Russell Shumway of Amkor took us to the end of the production line with a discussion of high volume assembly and test solutions to support a rapidly growing MEMS market. He anticipates that there will be a greater tendency toward package standardization over the next 10-20 years, but the variety of packaging options is so large that the diversity will still be formidable.
Tristan Joo, Co-Chair of Mobile SIG of the Wireless Communications Alliance reviewed a few case studies of fusing sensors into mobile operating systems. Current smart phones already contain 12-18 sensors, including inertial, optical, touch, audio, magnetic, geo-positional and environmental. The future has a context-aware sensory data cloud in store for us. Smart phone apps that take full advantage of these sensors amount to less than a 0.5% share of apps downloads across all iPhone, Android and Windows OS platforms. I myself can use my smart phone as a bubble level, an audio dB sound meter, a thermometer, a compass, a ruler, a document scanner and a mechanical energy harvester to recharge my battery. But I’m a geek.
The remaining scheduled time comprised six brief presentations by companies showcasing new applications under the banner of “MEMS for the Rest of Us.”
Hillcrest Labs provides motion control systems for consumer electronics and other markets. Their flagship platform is the Freespace® MotionEngine™ that includes a gesture recognition engine and a variety of mobile, gaming and TV applications.
Movea develops data fusion software for processing sensor data into usable information. It is a spin-off of CEA-Leti in France. Fundamental elements of human motion have been compiled into a periodic table, cleverly presented as the Chemistry of Motion.
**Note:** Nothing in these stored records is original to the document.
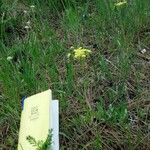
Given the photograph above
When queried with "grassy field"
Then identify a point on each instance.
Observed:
(105, 97)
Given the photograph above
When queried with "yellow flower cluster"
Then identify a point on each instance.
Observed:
(120, 3)
(80, 53)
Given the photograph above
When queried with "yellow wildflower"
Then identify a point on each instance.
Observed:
(80, 53)
(120, 3)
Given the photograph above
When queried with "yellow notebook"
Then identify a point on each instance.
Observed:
(35, 119)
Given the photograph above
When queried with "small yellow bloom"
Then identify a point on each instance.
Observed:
(120, 3)
(80, 53)
(69, 54)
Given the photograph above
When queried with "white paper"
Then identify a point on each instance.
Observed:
(55, 125)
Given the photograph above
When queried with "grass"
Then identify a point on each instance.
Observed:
(104, 99)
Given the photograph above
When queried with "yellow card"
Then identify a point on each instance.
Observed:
(35, 119)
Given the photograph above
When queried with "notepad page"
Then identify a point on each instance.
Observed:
(35, 119)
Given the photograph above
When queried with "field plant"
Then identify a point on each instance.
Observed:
(94, 55)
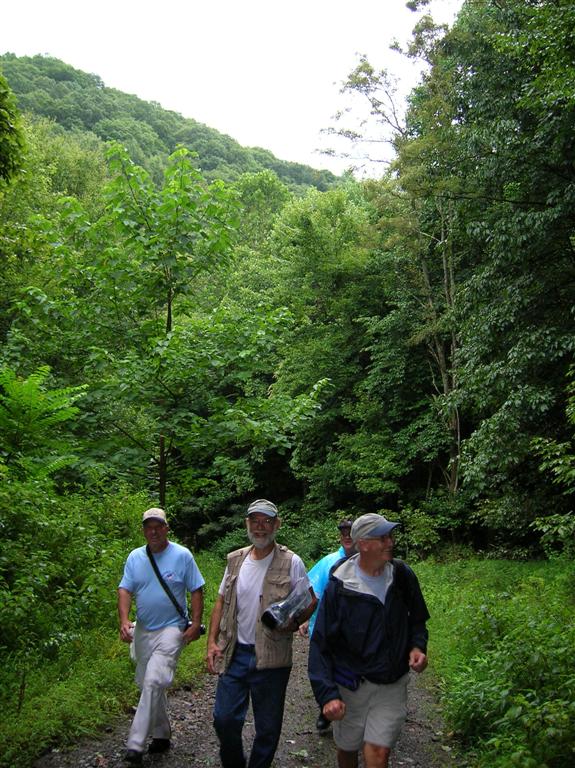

Sensor Platforms provides data fusion software in their FreeMotion™ library with the objective of being hardware agnostic. He favors mobile devices that respond to human action and context, not in the sense of obeying gestures and commands, but more in the sense of recognizing what’s going on and acting accordingly. For example, when your smart phone calendar says you’re in a meeting, a really smart phone will silence most calls and allow vibration only for a select short list of callers. The end result is to use the available data and context to anticipate intent.
Syride makes a rugged sports-oriented GPS device for tracking speed, elevation and location for hobbies such as surfing, sailing, skiing, skydiving and hang gliding. I use “Map My Walk,” which I will henceforth think of as the couch potato analog of Syride.
VectorNav Technologies is a hardware and software company that takes consumer level motion systems and upgrades them to industrial strength using established aerospace technology. Applications include human exoskeletons for the handicapped, and human motion capture for movies and medical applications. I’m pretty sure I misunderstood when I heard something about a home Cruise missile.
Xsens specializes in sensor fusion software for smart phones, tablets and sports applications. On-body MEMS sensors enable a new paradigm for body motion capture, embodied in a 17 sensor system integrated in a Lycra body suit. The system has already been used in developing video games.